L'USAP à l'entraînement à la plaine des jeux André-Sanc qui accueillera peut-être le futur centre - Maxppp
L'USAP à l'entraînement à la plaine des jeux André-Sanc qui accueillera peut-être le futur centre © Maxppp - Michel Clementz

FBR : Vous êtes favorable mais pas à n'importe quel prix...

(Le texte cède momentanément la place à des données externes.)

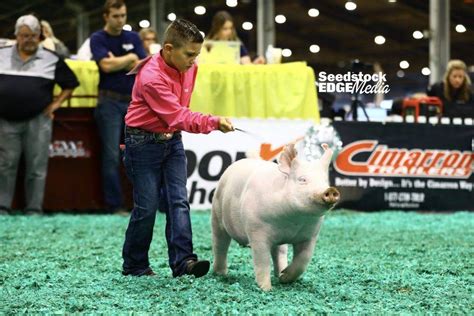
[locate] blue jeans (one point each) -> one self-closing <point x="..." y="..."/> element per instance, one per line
<point x="158" y="173"/>
<point x="109" y="116"/>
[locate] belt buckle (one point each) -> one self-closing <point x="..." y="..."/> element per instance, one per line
<point x="164" y="136"/>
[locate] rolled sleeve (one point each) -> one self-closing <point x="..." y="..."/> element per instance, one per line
<point x="166" y="105"/>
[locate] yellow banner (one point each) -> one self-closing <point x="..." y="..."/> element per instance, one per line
<point x="254" y="91"/>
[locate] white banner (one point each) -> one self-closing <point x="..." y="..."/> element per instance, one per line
<point x="209" y="155"/>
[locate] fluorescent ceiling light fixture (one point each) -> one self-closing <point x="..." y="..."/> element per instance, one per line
<point x="231" y="3"/>
<point x="144" y="23"/>
<point x="314" y="48"/>
<point x="460" y="28"/>
<point x="426" y="71"/>
<point x="379" y="40"/>
<point x="350" y="5"/>
<point x="247" y="26"/>
<point x="286" y="52"/>
<point x="313" y="12"/>
<point x="417" y="34"/>
<point x="280" y="19"/>
<point x="404" y="64"/>
<point x="200" y="10"/>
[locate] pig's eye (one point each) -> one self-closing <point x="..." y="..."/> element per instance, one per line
<point x="302" y="180"/>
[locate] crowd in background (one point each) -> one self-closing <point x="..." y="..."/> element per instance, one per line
<point x="35" y="60"/>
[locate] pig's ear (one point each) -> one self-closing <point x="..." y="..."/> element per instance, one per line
<point x="327" y="156"/>
<point x="287" y="156"/>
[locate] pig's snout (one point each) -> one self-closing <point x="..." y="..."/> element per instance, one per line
<point x="331" y="196"/>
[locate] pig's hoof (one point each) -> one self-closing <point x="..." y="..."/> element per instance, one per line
<point x="285" y="277"/>
<point x="220" y="272"/>
<point x="266" y="287"/>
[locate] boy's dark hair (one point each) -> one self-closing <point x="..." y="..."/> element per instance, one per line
<point x="109" y="4"/>
<point x="180" y="32"/>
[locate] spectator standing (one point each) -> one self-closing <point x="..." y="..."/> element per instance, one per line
<point x="27" y="77"/>
<point x="51" y="42"/>
<point x="116" y="51"/>
<point x="223" y="29"/>
<point x="454" y="91"/>
<point x="149" y="40"/>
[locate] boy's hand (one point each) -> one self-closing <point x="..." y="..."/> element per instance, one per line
<point x="225" y="125"/>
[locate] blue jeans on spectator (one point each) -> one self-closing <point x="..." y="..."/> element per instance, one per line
<point x="109" y="116"/>
<point x="158" y="173"/>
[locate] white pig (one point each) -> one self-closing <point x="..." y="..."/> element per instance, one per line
<point x="267" y="206"/>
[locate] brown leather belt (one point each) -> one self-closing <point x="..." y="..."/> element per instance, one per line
<point x="115" y="95"/>
<point x="157" y="136"/>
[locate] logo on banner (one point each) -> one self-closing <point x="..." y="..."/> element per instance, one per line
<point x="353" y="83"/>
<point x="401" y="162"/>
<point x="68" y="149"/>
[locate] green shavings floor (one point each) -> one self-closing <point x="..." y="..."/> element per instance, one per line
<point x="371" y="263"/>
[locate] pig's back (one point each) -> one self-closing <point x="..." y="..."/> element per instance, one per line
<point x="227" y="201"/>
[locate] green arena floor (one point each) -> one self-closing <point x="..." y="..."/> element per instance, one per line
<point x="370" y="263"/>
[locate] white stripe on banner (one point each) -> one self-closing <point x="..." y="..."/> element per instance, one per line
<point x="211" y="154"/>
<point x="27" y="74"/>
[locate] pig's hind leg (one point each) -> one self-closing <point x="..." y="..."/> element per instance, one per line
<point x="301" y="258"/>
<point x="261" y="250"/>
<point x="220" y="245"/>
<point x="280" y="259"/>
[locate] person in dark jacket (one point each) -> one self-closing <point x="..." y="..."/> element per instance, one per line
<point x="454" y="91"/>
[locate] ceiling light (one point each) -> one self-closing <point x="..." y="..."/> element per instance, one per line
<point x="313" y="12"/>
<point x="280" y="19"/>
<point x="231" y="3"/>
<point x="460" y="28"/>
<point x="379" y="40"/>
<point x="404" y="64"/>
<point x="314" y="48"/>
<point x="350" y="5"/>
<point x="286" y="52"/>
<point x="144" y="23"/>
<point x="200" y="10"/>
<point x="247" y="26"/>
<point x="417" y="34"/>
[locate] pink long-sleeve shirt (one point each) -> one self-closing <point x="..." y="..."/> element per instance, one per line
<point x="160" y="100"/>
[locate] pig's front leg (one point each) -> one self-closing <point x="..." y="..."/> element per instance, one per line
<point x="301" y="258"/>
<point x="262" y="263"/>
<point x="280" y="259"/>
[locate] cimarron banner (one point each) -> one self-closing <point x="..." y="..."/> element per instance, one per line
<point x="405" y="166"/>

JMP : Bien évidemment pas à n'importe quel prix parce que, au delà de la passion que nous pouvons avoir pour les Dragons Catalans ou pour l'USAP, on va chercher l'argent qui est apporté par la ville dans la poche des Perpignanais, les impôts sont élevés et ils ont leur mot à dire. C'est pour cela que je suis très prudent sur tous les engagements qui sont pris car cela vient de l'argent des contribuables.

"Pas à n'importe quel prix"

FBR : L'USAP donne aussi une image de Perpignan et cette image n'était pas forcément bonne les derniers mois avec le débat sur l'état de la pelouse d'Aimé-Giral, ce développement est-il aussi nécessaire pour l'image de la ville à travers un de ses clubs phares ?

JMP : Oui, c'est l'image de Perpignan qui est une ville sportive. L'USAP porte cette image à travers les programmations télévisées, les Dragons Catalans aussi. Je crois que cela est intéressant mais bien sûr que ça doit se faire en respectant mes objectifs et mes orientations. J'ai pris l'engagement devant les Perpignanais de ne pas augmenter les impôts durant mon mandat et je tiendrai cet engagement.

FBR ; Ce projet peut-il se mettre en place rapidement ?

JMP : Oui, ça peut aller vite parce qu'aujourd'hui les éléments de base sont là. La structure d'Aimé-Giral est remarquable, elle peut être jalousée dans l'ensemble de la PRO D2. Nous avons l'implantation aussi sur l'espace André Sanac. Les implantations existent déjà, on ne part pas de zéro. Il faut trouver les compléments et les équilibres au complément.